Paddy Hussey – in white shirt at his private house door – the pub door is on the right – is the only naming certainty in this photograph. Is there anyone out there who can name all or some of the people included and maybe throw in an estimation of when it was taken. From Timothy Murphy’s collection.

People involved in the subculture surrounding the arts, local history and its associated activities will know that photographer and photo collector, Timothy Murphy is currently involved in digitising a three or so decade long celluloid mountain of material from the 1970s on.

And the journey is a fascinating one during which days can turn into nights and night to mornings and so on as you discover and rediscover stuff you’ve already discovered years ago and forgotten you had at all.

Gems in the Collection

The pictured here is one of the gems in Timothy’s collection and, like many more in there, he’s hoping to enlist the help of all of us – the public – in giving the people in the picture their rightful names and titles.

It was taken outside Paddy Hussey’s Bar in Castleisland’s Latin Quarter on a Sunday afternoon – because ‘Sunday clothes’ were for Sundays and holy days of obligation only in the days from which this, probably one 60th of a second, image was plucked.

Moments in Time

Please do share the picture in the hope that we can all chip in and help name those frozen in that moment in time.

I have my own suspicions on a couple of the names in there but I’m not going to colour anyone’s judgement by expressing them.

There are no marks, points, pints or mediums for identifying the publican himself – in the white shirt at the door – but who are the others?

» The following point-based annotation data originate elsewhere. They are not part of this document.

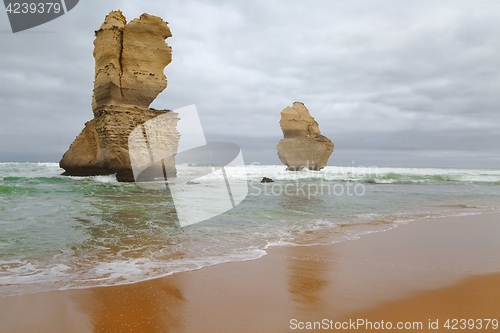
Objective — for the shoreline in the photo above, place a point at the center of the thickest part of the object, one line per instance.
(417, 266)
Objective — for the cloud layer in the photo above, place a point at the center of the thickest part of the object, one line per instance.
(390, 82)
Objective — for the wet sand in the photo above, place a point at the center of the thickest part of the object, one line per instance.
(427, 270)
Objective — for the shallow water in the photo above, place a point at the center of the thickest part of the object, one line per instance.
(71, 232)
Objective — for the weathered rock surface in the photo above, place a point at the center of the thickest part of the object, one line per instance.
(303, 145)
(129, 63)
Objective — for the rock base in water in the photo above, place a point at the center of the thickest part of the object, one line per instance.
(129, 63)
(303, 146)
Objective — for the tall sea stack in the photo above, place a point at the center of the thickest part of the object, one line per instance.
(303, 146)
(129, 63)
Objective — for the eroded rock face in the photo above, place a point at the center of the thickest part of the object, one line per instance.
(303, 146)
(129, 63)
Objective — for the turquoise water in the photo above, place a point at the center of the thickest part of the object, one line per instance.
(71, 232)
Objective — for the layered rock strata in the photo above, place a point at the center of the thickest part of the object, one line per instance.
(303, 146)
(129, 63)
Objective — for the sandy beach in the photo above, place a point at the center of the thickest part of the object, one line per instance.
(426, 272)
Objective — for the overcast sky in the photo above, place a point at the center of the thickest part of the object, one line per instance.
(391, 83)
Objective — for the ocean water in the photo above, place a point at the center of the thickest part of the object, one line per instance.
(73, 232)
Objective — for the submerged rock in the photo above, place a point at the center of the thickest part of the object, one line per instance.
(129, 63)
(303, 146)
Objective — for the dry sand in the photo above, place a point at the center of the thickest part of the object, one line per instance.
(427, 270)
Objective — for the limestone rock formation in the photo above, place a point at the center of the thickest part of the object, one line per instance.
(303, 145)
(129, 63)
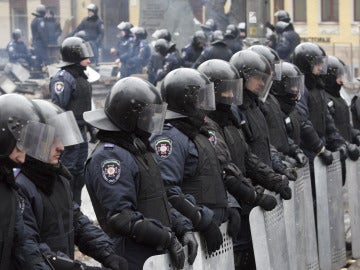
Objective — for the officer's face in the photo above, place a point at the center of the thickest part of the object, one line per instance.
(255, 84)
(17, 155)
(85, 62)
(56, 149)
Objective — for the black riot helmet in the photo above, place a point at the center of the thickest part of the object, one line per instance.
(187, 92)
(125, 26)
(270, 54)
(16, 34)
(93, 8)
(282, 15)
(199, 39)
(255, 71)
(337, 73)
(226, 79)
(74, 50)
(231, 31)
(20, 125)
(40, 11)
(132, 103)
(64, 123)
(288, 85)
(310, 58)
(162, 33)
(161, 46)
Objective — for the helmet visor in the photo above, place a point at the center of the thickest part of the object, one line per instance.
(202, 97)
(66, 128)
(151, 118)
(229, 92)
(320, 65)
(259, 83)
(294, 86)
(34, 138)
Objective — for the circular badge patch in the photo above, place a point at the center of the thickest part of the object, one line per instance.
(111, 170)
(163, 147)
(59, 87)
(212, 137)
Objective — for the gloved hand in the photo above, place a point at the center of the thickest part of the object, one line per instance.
(176, 251)
(343, 152)
(115, 262)
(301, 159)
(265, 201)
(326, 157)
(189, 240)
(213, 237)
(290, 173)
(353, 151)
(234, 222)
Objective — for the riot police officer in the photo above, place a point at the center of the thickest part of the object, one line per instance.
(19, 134)
(55, 222)
(94, 28)
(71, 91)
(186, 157)
(39, 38)
(124, 181)
(237, 161)
(192, 51)
(17, 49)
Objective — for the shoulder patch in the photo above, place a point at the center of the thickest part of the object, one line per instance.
(163, 147)
(212, 138)
(59, 87)
(111, 170)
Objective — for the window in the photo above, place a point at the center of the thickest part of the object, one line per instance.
(357, 10)
(330, 10)
(299, 10)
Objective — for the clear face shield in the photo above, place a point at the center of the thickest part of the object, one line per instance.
(259, 83)
(151, 118)
(229, 92)
(67, 131)
(34, 138)
(202, 97)
(319, 65)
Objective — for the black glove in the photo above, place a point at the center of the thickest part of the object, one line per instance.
(176, 251)
(190, 241)
(213, 237)
(265, 201)
(326, 157)
(301, 159)
(290, 173)
(343, 152)
(234, 222)
(115, 262)
(353, 151)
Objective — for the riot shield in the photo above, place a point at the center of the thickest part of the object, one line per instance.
(353, 187)
(221, 259)
(330, 214)
(269, 237)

Over to you.

Information and Wild Guesses Welcome

Information, guesses. wild or otherwise are all welcome. Anyone with any scrap of a name or a recollection is urged to pass it on through the comment boxes below – and there is more of this kind of gem of old Castleisland to come.

And, if you ever wondered what the saying ‘walking down the flags’ was all about, just take a look at the footpaths of the time.

May God be good to Breeda Brooks this week. Wouldn’t she just love to get her Barrack Street neighbourhood working on this.